Col. 2:23 Estas son cosas que, ciertamente, tienen apariencia de sabiduría en la religión inventada por uno mismo, en la humillación y en el trato severo del cuerpo, pero no tienen ningún valor contra la indulgencia carnal.
  • Como creyentes, necesitamos entender de dónde proviene nuestra justicia y de dónde no.

    • Desde el momento de nuestra confesión en Cristo, llegamos a ser perfectos en nuestro espíritu, hecho así por el Espíritu de Dios.

      • Por eso Pablo no podía entender cómo los gálatas pensaban que podían mejorar su posición mediante obras de carne.

      • ¿Estás caminando con Cristo de esa manera?

    • ¿Crees que Dios se complace más contigo porque tomas las cargas sobre ti mismo?

      • Tal vez intentes guardar el sábado u observar ciertas otras obras de la Ley dada a Israel.

      • Quizás las observes para tu propia edificación, lo cual está bien.

      • Pero si las observas porque crees que al hacerlo serás más justo o agradable a Dios, entonces estás buscando tu propia justicia.

      • Y si menosprecias a otros cristianos que se niegan a compartir tus convicciones, entonces estás pensando como un fariseo.

    • No queremos conformarnos con nuestras propias obras de piedad, aunque esas obras provengan directamente de la Biblia.

      • Queremos descansar para siempre en la obra de Cristo, sabiendo que no tenemos absolutamente nada que ofrecer para nuestra propia justicia.

      • Eso es lo que queremos decir cuando afirmamos que deseamos ayudar a los creyentes a crecer en la gracia y el conocimiento de Jesucristo.

    • Significa ayudar a las personas a aprender a alejarse de las obras de autosuficiencia y a confiar más en la obra de Cristo.

      • Queremos aplicar estos tres principios:

        • Buscamos maneras de aliviar las cargas y aumentar la compasión, no simplemente hacer cumplir las normas.

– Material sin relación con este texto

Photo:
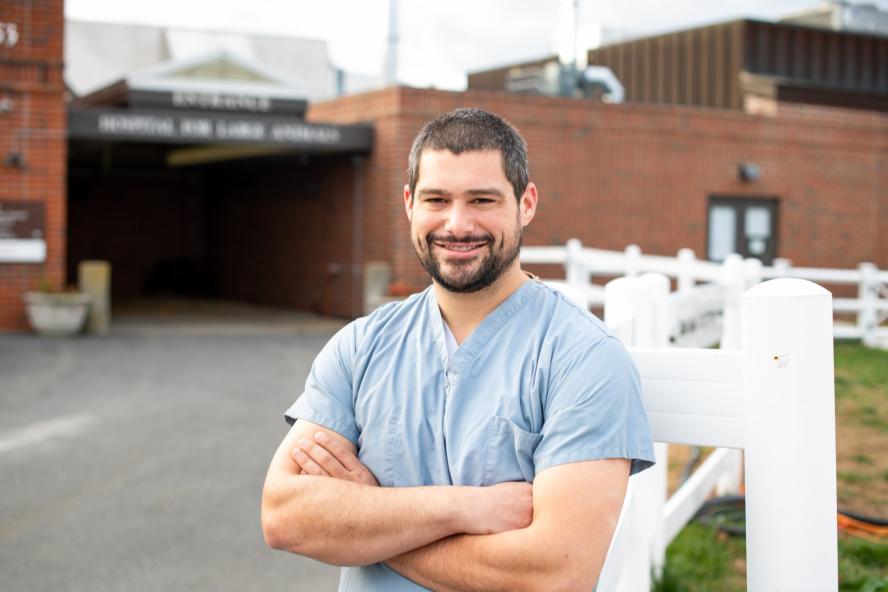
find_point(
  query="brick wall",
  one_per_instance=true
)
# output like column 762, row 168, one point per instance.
column 31, row 77
column 611, row 175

        • Queremos animar a dar pasos de fe en respuesta al llamado de Dios para que todos podamos experimentar más de la gracia del Señor en nuestras vidas.

        • Y queremos dejar de lado cualquier búsqueda de autosuficiencia moral que pueda obstaculizar nuestro caminar de fe.

    • Así es como se ve crecer en la gracia de Dios, y siempre se ve radical e incluso amenazante para el mundo, tal como sucedió en los días de Cristo.